Laura drove me over to my parent’s house where my parents had thrown me a surprise graduation party and had invited over a bunch of my friends from my old synagogue that I went to when I lived in Springfield. It was really fun and I enjoyed myself, but the people that were missing from the party were people from Sarah and Corrie’s family and that stung like a wasp’s stinger no matter how much I tried to enjoy the party.
All in all, I had a fabulous day and I even slept over at my parent’s house that night. My week got even better the Monday I got back to Side by Side.
I arrived back around 11:00 AM and Jeff was waiting outside my apartment. He was bouncing up and down with excitement.
“Are you really that excited to see my diploma?” I asked him.
“Well that too,” he said.
“Well, what is it?” I asked as my mom carried me up the stairs and put me in my wheelchair to go inside.
“I have some really good news,” he told me.
“Spit it out already,” I told him, “Stop leaving me in suspense!”
“My doctor just called me about an hour ago with the results of my latest labs and my latest MRI,” he said.
“And?” I asked
“And…. I’m cancer-free!” He announced.
“That is so awesome,” I high fived him and so did my mom,
“You have no idea how relieved I am,” I told him.
“Me too!” my mom said.
‘Oh, I knew I would beat this cancer,” Jeff said. “I’m on my 13th life, I have more lives than a cat, it takes a lot more than a little bit of cancer to do me in,” he said.
“Thank God, you beat it,” I kept saying over and over, as relief rushed throughout my body filling me up like water fills up a water balloon when you hook it up to the end of a hose.
“Now you can relax Becca, and just focus on keeping yourself alive.
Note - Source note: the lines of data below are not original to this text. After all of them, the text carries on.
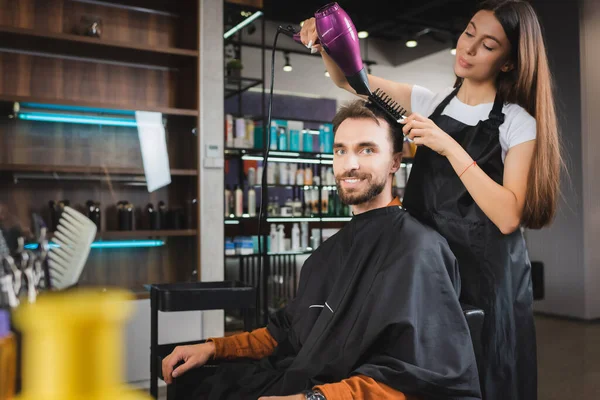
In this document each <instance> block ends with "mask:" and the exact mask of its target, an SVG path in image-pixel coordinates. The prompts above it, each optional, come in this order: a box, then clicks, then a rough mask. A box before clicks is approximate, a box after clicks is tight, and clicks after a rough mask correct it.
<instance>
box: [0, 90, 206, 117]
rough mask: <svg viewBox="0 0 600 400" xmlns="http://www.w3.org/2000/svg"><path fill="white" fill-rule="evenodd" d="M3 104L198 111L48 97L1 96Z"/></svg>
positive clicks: (160, 107)
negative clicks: (19, 104) (54, 98)
mask: <svg viewBox="0 0 600 400" xmlns="http://www.w3.org/2000/svg"><path fill="white" fill-rule="evenodd" d="M0 101H1V102H19V103H42V104H53V105H64V106H78V107H89V108H97V109H110V110H120V111H153V112H160V113H162V114H165V115H181V116H189V117H197V116H198V110H191V109H183V108H169V107H156V106H141V107H130V106H126V105H122V104H110V103H98V102H93V101H74V100H65V99H51V98H46V97H37V96H13V95H6V94H0Z"/></svg>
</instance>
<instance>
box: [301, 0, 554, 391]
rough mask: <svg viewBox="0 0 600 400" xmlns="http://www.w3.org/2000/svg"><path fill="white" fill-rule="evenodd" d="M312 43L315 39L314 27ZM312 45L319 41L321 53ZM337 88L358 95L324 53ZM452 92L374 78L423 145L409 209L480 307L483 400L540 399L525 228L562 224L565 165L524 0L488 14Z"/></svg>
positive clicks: (304, 43)
mask: <svg viewBox="0 0 600 400" xmlns="http://www.w3.org/2000/svg"><path fill="white" fill-rule="evenodd" d="M301 35H302V41H303V43H304V44H305V45H308V44H311V45H312V44H313V43H314V42H315V40H316V39H317V35H316V31H315V22H314V19H309V20H306V21H305V22H304V24H303V27H302V32H301ZM311 42H312V43H311ZM308 47H312V48H314V49H315V50H313V52H314V51H317V50H318V51H320V52H321V54H322V57H323V60H324V62H325V66H326V68H327V70H328V71H329V74H330V76H331V79H332V80H333V82H334V83H335V84H336V85H337V86H339V87H341V88H343V89H346V90H347V91H349V92H351V93H355V91H354V90H353V89H352V88H351V87H350V85H349V84H348V82H347V81H346V79H345V77H344V75H343V73H342V71H341V70H340V69H339V68H338V67H337V65H336V64H335V63H334V61H333V60H332V59H331V58H330V57H329V56H328V55H327V54H326V53H325V52H324V51H323V50H322V48H321V47H320V46H308ZM454 72H455V74H456V75H457V80H456V83H455V85H454V87H450V88H448V89H447V90H445V91H442V92H440V93H432V92H431V91H429V90H427V89H426V88H423V87H421V86H416V85H414V86H413V85H409V84H404V83H397V82H391V81H388V80H385V79H382V78H378V77H376V76H372V75H369V85H370V87H371V89H372V90H374V89H376V88H381V89H382V90H383V91H384V92H386V93H387V94H388V95H390V96H391V97H393V98H394V99H395V100H396V101H397V102H398V103H399V104H400V105H402V106H403V107H404V108H406V109H407V110H408V113H407V115H408V118H406V119H405V121H404V122H403V123H404V128H403V130H404V134H405V135H406V136H407V137H408V138H410V139H411V140H414V143H415V144H416V145H418V146H419V147H418V149H417V152H416V155H415V159H414V164H413V168H412V170H411V174H410V178H409V181H408V183H407V186H406V189H405V195H404V200H403V206H404V207H405V208H406V209H407V210H408V211H409V212H410V213H412V214H413V215H414V216H416V217H417V218H419V219H420V220H421V221H422V222H424V223H427V224H429V225H431V226H433V227H434V228H435V229H437V230H438V231H439V232H440V233H441V234H442V235H443V236H444V237H445V238H446V239H447V240H448V242H449V243H450V246H451V248H452V250H453V251H454V253H455V255H456V257H457V259H458V260H459V266H460V271H461V279H462V294H461V301H462V302H464V303H467V304H471V305H473V306H476V307H479V308H482V309H483V310H484V311H485V314H486V316H485V322H484V329H483V334H482V342H483V354H482V360H483V361H482V365H481V366H480V379H481V389H482V392H483V395H484V397H483V398H484V399H485V400H509V399H510V400H532V399H536V398H537V362H536V340H535V327H534V320H533V311H532V303H533V296H532V288H531V273H530V270H531V268H530V261H529V258H528V254H527V250H526V247H525V241H524V238H523V236H522V233H521V230H520V229H519V228H520V227H521V226H523V227H526V228H532V229H539V228H542V227H544V226H547V225H548V224H550V222H551V221H552V219H553V217H554V214H555V209H556V199H557V197H558V189H559V173H560V165H561V156H560V152H559V139H558V132H557V120H556V116H555V110H554V100H553V98H552V90H551V87H552V86H551V75H550V71H549V69H548V61H547V58H546V52H545V48H544V41H543V37H542V32H541V29H540V25H539V22H538V19H537V16H536V14H535V12H534V10H533V9H532V7H531V6H530V5H529V4H528V3H526V2H524V1H518V0H508V1H495V2H493V3H487V4H485V5H483V6H482V7H481V8H480V10H479V11H478V12H477V13H476V14H475V15H474V16H473V18H472V19H471V21H470V22H469V24H468V25H467V26H466V27H465V30H464V31H463V32H462V34H461V36H460V38H459V40H458V43H457V46H456V61H455V63H454Z"/></svg>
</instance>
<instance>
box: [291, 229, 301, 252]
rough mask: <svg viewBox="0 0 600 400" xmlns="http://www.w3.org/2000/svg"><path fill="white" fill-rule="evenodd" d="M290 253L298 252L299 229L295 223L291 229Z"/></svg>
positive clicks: (298, 243) (299, 240)
mask: <svg viewBox="0 0 600 400" xmlns="http://www.w3.org/2000/svg"><path fill="white" fill-rule="evenodd" d="M292 251H300V227H299V226H298V224H297V223H296V224H294V226H293V227H292Z"/></svg>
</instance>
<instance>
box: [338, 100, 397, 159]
mask: <svg viewBox="0 0 600 400" xmlns="http://www.w3.org/2000/svg"><path fill="white" fill-rule="evenodd" d="M348 118H355V119H372V120H373V121H375V122H376V123H377V125H381V119H383V120H385V121H386V122H387V124H388V125H389V132H390V139H391V140H392V143H393V145H394V146H393V147H394V153H401V152H402V146H403V145H404V134H403V133H402V125H401V124H399V123H397V122H395V121H392V120H391V119H390V118H389V117H388V115H387V114H386V113H385V112H384V111H383V110H381V109H380V108H378V107H377V106H376V105H374V104H371V103H367V102H365V101H364V100H354V101H352V102H350V103H347V104H345V105H343V106H342V107H340V109H339V110H338V112H337V113H336V114H335V117H333V135H334V137H335V133H336V132H337V129H338V128H339V126H340V125H341V123H342V122H344V121H345V120H346V119H348Z"/></svg>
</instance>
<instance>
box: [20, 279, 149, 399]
mask: <svg viewBox="0 0 600 400" xmlns="http://www.w3.org/2000/svg"><path fill="white" fill-rule="evenodd" d="M132 299H133V296H132V294H131V293H129V292H127V291H124V290H119V289H114V290H107V291H104V290H100V289H98V290H94V289H76V290H68V291H62V292H54V293H47V294H45V295H41V296H39V297H38V299H37V302H36V303H34V304H23V305H22V306H21V307H20V308H18V309H17V310H16V312H15V316H14V320H15V321H14V322H15V325H16V326H18V327H19V328H20V329H21V330H22V332H23V390H22V393H21V394H20V396H18V397H17V399H19V400H59V399H60V400H75V399H77V400H79V399H86V400H108V399H111V400H113V399H120V400H142V399H144V400H145V399H150V398H151V397H150V396H149V394H145V393H142V392H141V391H139V390H136V389H133V388H130V387H128V386H127V385H125V384H123V383H122V381H121V380H122V378H123V376H124V368H123V360H122V356H123V334H122V331H123V325H124V322H125V321H126V320H127V319H128V317H129V316H130V315H131V312H132V311H133V310H132V308H133V304H132V302H131V301H130V300H132Z"/></svg>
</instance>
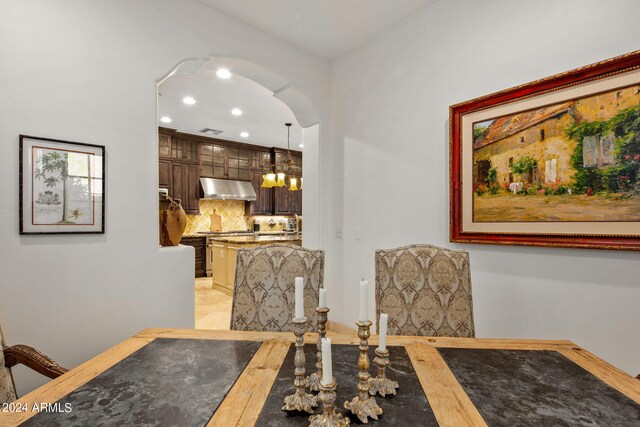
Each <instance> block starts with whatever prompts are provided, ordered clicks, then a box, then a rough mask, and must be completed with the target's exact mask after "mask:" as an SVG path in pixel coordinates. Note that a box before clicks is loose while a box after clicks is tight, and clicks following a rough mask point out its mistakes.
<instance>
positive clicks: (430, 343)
mask: <svg viewBox="0 0 640 427" xmlns="http://www.w3.org/2000/svg"><path fill="white" fill-rule="evenodd" d="M135 336H136V337H138V338H179V339H180V338H181V339H221V340H242V341H265V340H268V339H276V338H279V339H284V340H286V341H289V342H294V341H295V337H294V336H293V334H292V333H290V332H255V331H229V330H213V329H176V328H147V329H144V330H142V331H140V332H139V333H138V334H136V335H135ZM327 336H328V337H330V338H331V339H332V342H333V343H334V344H354V345H357V344H358V343H359V338H358V336H357V335H356V334H342V333H336V332H331V331H329V332H328V333H327ZM317 337H318V335H317V334H316V333H307V334H305V343H310V344H313V343H315V342H316V340H317ZM387 342H388V343H389V345H409V344H415V343H418V344H425V345H429V346H433V347H460V348H488V349H513V350H518V349H531V350H538V349H542V350H545V349H546V350H553V349H556V348H564V347H567V348H568V347H575V346H576V345H575V344H574V343H573V342H571V341H567V340H532V339H508V338H455V337H414V336H403V335H389V336H388V337H387ZM377 344H378V337H377V335H372V336H371V338H370V339H369V345H370V346H375V345H377Z"/></svg>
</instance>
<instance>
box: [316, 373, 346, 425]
mask: <svg viewBox="0 0 640 427" xmlns="http://www.w3.org/2000/svg"><path fill="white" fill-rule="evenodd" d="M318 399H320V402H322V408H323V409H322V414H318V415H312V416H310V417H309V422H310V424H309V427H344V426H348V425H349V423H350V422H351V420H349V418H347V417H343V416H342V414H341V413H339V412H336V411H335V407H334V405H333V403H334V402H335V400H336V379H335V378H334V379H333V382H332V383H331V384H327V385H324V384H322V382H321V383H320V393H318Z"/></svg>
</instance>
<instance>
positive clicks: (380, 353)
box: [369, 348, 400, 397]
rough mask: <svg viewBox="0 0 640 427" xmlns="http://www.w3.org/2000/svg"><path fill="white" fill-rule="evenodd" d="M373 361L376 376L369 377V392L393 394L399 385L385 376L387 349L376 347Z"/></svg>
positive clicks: (385, 393) (388, 360)
mask: <svg viewBox="0 0 640 427" xmlns="http://www.w3.org/2000/svg"><path fill="white" fill-rule="evenodd" d="M373 363H374V364H375V365H376V366H377V367H378V376H377V377H375V378H369V394H370V395H372V396H375V395H376V393H378V394H379V395H380V396H382V397H385V396H386V395H387V394H393V395H395V394H396V393H397V391H396V389H397V388H399V387H400V386H399V385H398V382H397V381H394V380H392V379H389V378H387V374H386V370H387V366H389V350H380V349H379V348H376V357H375V358H374V359H373Z"/></svg>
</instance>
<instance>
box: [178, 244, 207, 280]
mask: <svg viewBox="0 0 640 427" xmlns="http://www.w3.org/2000/svg"><path fill="white" fill-rule="evenodd" d="M180 244H182V245H188V246H193V247H194V249H195V276H196V277H205V276H206V275H207V273H206V264H205V263H206V257H205V252H204V251H205V246H206V245H205V237H204V236H202V237H186V238H183V239H182V240H181V241H180Z"/></svg>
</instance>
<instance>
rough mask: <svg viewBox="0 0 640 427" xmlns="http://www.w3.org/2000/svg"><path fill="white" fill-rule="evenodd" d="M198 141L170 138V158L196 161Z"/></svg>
mask: <svg viewBox="0 0 640 427" xmlns="http://www.w3.org/2000/svg"><path fill="white" fill-rule="evenodd" d="M198 145H199V144H198V143H197V142H193V141H188V140H186V139H177V138H171V158H172V159H173V160H178V161H183V162H188V163H197V162H198Z"/></svg>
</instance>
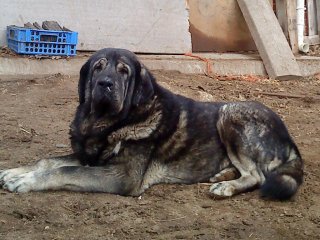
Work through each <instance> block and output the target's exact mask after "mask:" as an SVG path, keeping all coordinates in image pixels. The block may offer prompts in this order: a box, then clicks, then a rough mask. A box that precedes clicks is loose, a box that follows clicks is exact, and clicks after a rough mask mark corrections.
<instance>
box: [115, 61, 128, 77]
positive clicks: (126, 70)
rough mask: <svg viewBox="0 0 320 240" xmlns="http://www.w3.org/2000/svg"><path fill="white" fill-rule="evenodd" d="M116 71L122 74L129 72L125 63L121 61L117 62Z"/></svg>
mask: <svg viewBox="0 0 320 240" xmlns="http://www.w3.org/2000/svg"><path fill="white" fill-rule="evenodd" d="M117 71H118V72H119V73H122V74H128V73H129V69H128V67H127V66H126V65H125V64H123V63H119V64H118V65H117Z"/></svg>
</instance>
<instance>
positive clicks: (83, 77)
mask: <svg viewBox="0 0 320 240" xmlns="http://www.w3.org/2000/svg"><path fill="white" fill-rule="evenodd" d="M89 75H90V61H87V62H86V63H85V64H84V65H83V66H82V67H81V70H80V78H79V83H78V94H79V103H80V104H82V103H84V102H85V101H86V88H87V84H89V83H88V82H89V79H88V78H89Z"/></svg>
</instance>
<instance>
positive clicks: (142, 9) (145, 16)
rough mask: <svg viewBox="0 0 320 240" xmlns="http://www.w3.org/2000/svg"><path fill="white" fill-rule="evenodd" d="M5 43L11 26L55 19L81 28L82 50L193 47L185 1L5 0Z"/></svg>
mask: <svg viewBox="0 0 320 240" xmlns="http://www.w3.org/2000/svg"><path fill="white" fill-rule="evenodd" d="M0 1H1V4H0V46H4V45H6V35H5V32H6V26H7V25H18V26H23V24H24V23H26V22H31V23H33V22H35V21H37V22H39V23H42V21H44V20H55V21H58V22H59V23H60V25H64V26H66V27H68V28H70V29H71V30H74V31H78V32H79V36H78V47H77V48H78V50H98V49H101V48H104V47H120V48H127V49H129V50H132V51H135V52H147V53H185V52H190V51H191V37H190V33H189V22H188V19H189V16H188V10H187V9H186V3H185V0H50V1H48V0H0Z"/></svg>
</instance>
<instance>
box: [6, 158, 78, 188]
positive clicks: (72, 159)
mask: <svg viewBox="0 0 320 240" xmlns="http://www.w3.org/2000/svg"><path fill="white" fill-rule="evenodd" d="M80 165H81V164H80V162H79V161H78V160H77V159H76V158H75V157H74V156H73V155H67V156H60V157H53V158H47V159H41V160H39V161H37V162H36V163H35V164H34V165H30V166H23V167H18V168H12V169H6V170H2V171H0V187H1V186H2V185H3V184H4V182H6V181H8V180H9V179H11V178H13V177H17V176H19V175H21V174H25V173H28V172H34V171H45V170H47V169H52V168H59V167H63V166H80Z"/></svg>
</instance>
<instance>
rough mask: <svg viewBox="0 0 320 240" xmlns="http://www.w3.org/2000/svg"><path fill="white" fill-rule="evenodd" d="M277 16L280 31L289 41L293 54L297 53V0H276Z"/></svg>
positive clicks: (298, 52)
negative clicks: (285, 36)
mask: <svg viewBox="0 0 320 240" xmlns="http://www.w3.org/2000/svg"><path fill="white" fill-rule="evenodd" d="M276 9H277V17H278V21H279V24H280V26H281V28H282V31H283V33H284V35H285V36H286V38H287V39H288V41H289V44H290V46H291V49H292V52H293V54H298V53H299V48H298V33H297V2H296V1H292V0H276Z"/></svg>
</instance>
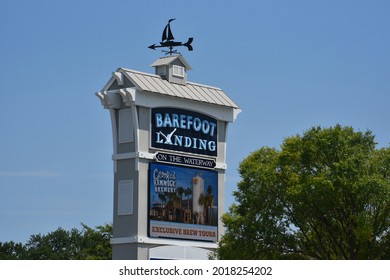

You’re hard work to keep alive.”
I laughed. He wasn’t wrong.
Karen, my primary care provider who was a nurse practitioner in Lee, agreed with him. She was feeling like she was doing something wrong because I was in and out of the hospital and the ER so much. In the five months that I had been under her care, I had been to the ER about 9 times for symptoms of dehydration or electrolyte imbalances, once for a psychiatric crisis (after the whole fiasco with John molesting me and then Eve swearing me to secrecy), I had actually been admitted to the hospital overnight once for that psychiatric crisis and about 4 times for electrolyte imbalances, dehydration, bowel obstructions, or related issues.
“I feel like maybe you would do better in a skilled nursing facility,” Karen said to me at an appointment in May shortly after my graduation.
As soon as she made that comment I felt panic well up inside me. I wished I could convey to her every aspect about how amazing my life was at Side By Side, how I had an awesome best friend named Jeff that I got to hang out with every day, how I had just graduated college with top honors and a GPA of 3.98, how my PCAs were awesome and we had so much fun together (doing each other’s nails, joking around while they showered me and gave me meds, going to the grocery store to pick out Gatorade and laughing about all of the funny brands of milk we saw like cashew milk, almond milk, oat milk, rice milk, coconut milk, soymilk) how I loved having my own apartment that I could decorate however I felt like and claim ownership too, how I had just gotten my first writing job. All of that alluded me at the moment though and I just felt a sudden rush of panic unload on me.
“I never ever want to go to another nursing home,” I told her in as firm a tone as I could manage. “I would have the same problems that I’m having at Side By Side anywhere I lived.”
Karen just nodded and didn’t say anything else, but I saw wheels turning in her brain and knew it wasn’t good.